Identity: \(e\) is the identity element in \(SN\).
Inverse: Given \(sn \in SN\), then its inverse is \(n^{-1}s^{-1}\). Let \(n_3 = sn^{-1}s^{-1}\); since \(N\) is normal, \(n_3\in N\). Then the inverse element \(n^{-1}s^{-1}= s^{-1}n_3\), which is in \(SN\).
Associativity: Since \(s_in_i\) is an element in \(G\), by associativity of \(G\), \((s_1n_1\cdot s_2n_2)\cdot s_3n_3 = s_1n_1\cdot (s_2n_2\cdot s_3n_3)\)
Closure: Need to show \(s_1n_1s_2n_2 \in SN\). Let \(n_3 = s_2^{-1}n_1s_2\); by normality of \(N\), \(n_3\in N\). Then \(s_1n_1s_2n_2 = s_1 s_2 n_3 n_2\), which is manifestly in \(SN\).

Proof of (2)

First, \(S\cap N\) is obviously a subset of \(S\).

Next, to show that \(S\cap N\) is a group. Again check the group axioms:

Identity: \(e\in S\) and \(e\in N\), so identity exists.
Inverse: given \(k\in S\cap N\), \(k\in S\) implies \(k^{-1} \in S\); \(k \in N\) implies \(k^{-1} \in N\); hence \(k^{-1}\in S\cap N\).
Associativity: Obvious as group elements of \(G\).
Closure: Given \(k,p \in S\cap N\), then \(k\in S\) and \(p \in S\) implies \(kp \in S\); \(k\in S\) and \(p \in S\) implies \(kp \in N\). So \(kp \in S\cap N\).

Last, to show that \(S\cap N\) is normal with respect to \(S\), need to show \(\forall k \in S\cap N, \forall s\in S, sks^{-1} \in S\cap N\). Since both \(s,k\in S, sks^{-1}\in S\). Since \(k\in N, s\in G\) and \(N \trianglelefteq G\), then \(sks^{-1} \in N\). So \(sks^{-1} \in S\cap N\).

Proof of (3)

In order to form the quotient group \((SN)/N\), need to first show that \(N \trianglelefteq SN\). We already know \(N\) is a subset of \(SN\), and it is a group, so it remains to show the normality condition. \(\forall n'\in N, sn \in SN\), need to show \((sn) n' (sn)^{-1}=snn'n^{-1}s^{-1} \in N\).
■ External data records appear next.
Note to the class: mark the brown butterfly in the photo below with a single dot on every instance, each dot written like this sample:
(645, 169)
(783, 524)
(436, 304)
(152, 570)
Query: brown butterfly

First insert pairs of \(s^{-1}s\) in between every elements of \(N\) to obtain \((s n s^{-1}) (s n' s^{-1})(s n^{-1} s^{-1})\). Since \(N \trianglelefteq G\), all three parathesized elements are in \(N\), and then use closure to conclude \((sn) n' (sn)^{-1}\in N\).

Next, need to understand the group element in \((SN)/N\) and \(S/(S\cap N)\). \((SN)/N=\{[[sn] \in SN\}\), where the equivalence relation is given by \(s_1n_1 \sim s_2 n_2\) if \(\exists n\) such that \(s_1n_1 = n \cdot s_2n_2\).

One strategy is to construct a homomorphism \((SN)/N \rightarrow S/(S\cap N)\), then show its inverse exists. Or show it is both injective and surjective. This requires quite a lot of low-level detail defining the homormophisms and proving their properties.

A better strategy is to use the first isomorphism theorem: given a homomorphism \(h: G\rightarrow H\), then \(G/\text{ker}(h) = \text{Im}(h)\). I can choose a surjective homormophism such that either of

\(h: SN \rightarrow S/(S\cap N)\) such that \(\text{ker}(h)=N, \text{Im}(h) = S/(S\cap N)\)
\(h: S \rightarrow (SN)/N\) such that \(\text{ker}(h)=S\cap N, \text{Im}(h) = (SN)/N\)

We will take the first option. Define the homomorphism \(h: SN \rightarrow S/(S\cap N)\) by \(h(sn) = [s]\), with the equivalence relation \(s_1\sim s_2\) if \(\exists n\in N\) such that \(s_1=n s_2\). This homomorphism is surjective since \(\forall [s]\in S/(S\cap N), \exists s\in S\) such that \(h(s)=[s]\). To find the kernel of the homomorphism, need to know what is in the equivalence class \([e]\), which by definition of \(S/(S\cap N)\), is \(N\). Then \(\forall n\in N, h(n) = [e]\). For \(s \in SN, s\notin N, h(s)=[s]\neq [e]\). Therefore, \(\text{ker}(h)=N\).

Q.E.D.